In 1991, Lars Ramsköld (Uppsala University, Sweden) and Hou Xian-guang (Nanjing Institute of Geology and Palaeontology, Chinese Academy of Sciences) described a new specimen, Microdictyon, from the lower Cambrian Maotianshan shales. With this relatively complete fossil, they assigned the animal to and reinterpreted Hallucigenia as a lobopodian, a legged worm-like taxon which were still thought to be exclusively related to onychophoran (velvet worm) at that time. They were also able to work out that by inverting the specimen upside down, the so-called tentacles were actually walking legs (called lobopods) and the spines were protective armours on the back. The reinterpretation was strengthened by the discovery of new species Cardiodictyon catenulum from the same Maotianshan shales, reported by Hou, Ramsköld and Jan Bergström in the same year.

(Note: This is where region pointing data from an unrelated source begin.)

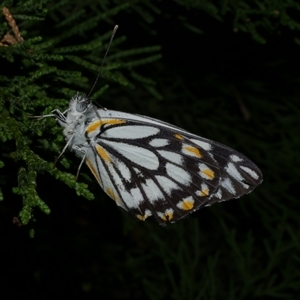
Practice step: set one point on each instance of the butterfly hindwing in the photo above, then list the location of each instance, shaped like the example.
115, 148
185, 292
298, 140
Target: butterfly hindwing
153, 168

In 2012, a different lobopodian fossil was discovered from the Carboniferous (about 305 million years old) sediments of the Mazon Creek in Illinois, US. Joachim T. Haug, Georg Mayer, Carolin Haug, Derek E.G. Briggs gave the name Carbotubulus waloszeki. In 2018, Thanahita distos was described by Derek J. Siveter, Briggs, David J. Siveter, Mark D. Sutton and David Legg from the Coalbrookdale Formation (Herefordshire Lagerstätte) at the England–Wales border in UK. Dated to about 430 million years old, it is the only known extinct lobopodian in Europe and the first Silurian lobopod known worldwide.

== Description ==
Hallucigeniid worms are elongated, soft-bodied animals characterised by several pairs of stumpy legs known as lobopods, for which they are included in the larger but informal group of animals, Lobopodia. Their body can be described in three parts: the head, neck, and the trunk. The head bears a pair of eyes. The neck can be prominent in some species such as T. distos in which it bears two pairs of small legs. The trunk is the longest part of the body and contains several pairs of legs on the frontal (ventral) side and several pairs of spines on the back (dorsal) side. Each legs has terminal claws. C. catenulum, measuring 2.5 cm long, bears about 25 pairs of legs.

T. distos, though incomplete, is the longest with 3 cm body length and bears at least nine pairs of legs. Hallucigenia species are highly diverse in body sizes, H. fortis is only about 1 cm long, H. hongmeia is intermediate with about 3 cm in length, and H. sparsa being the longest measuring 5.5 cm.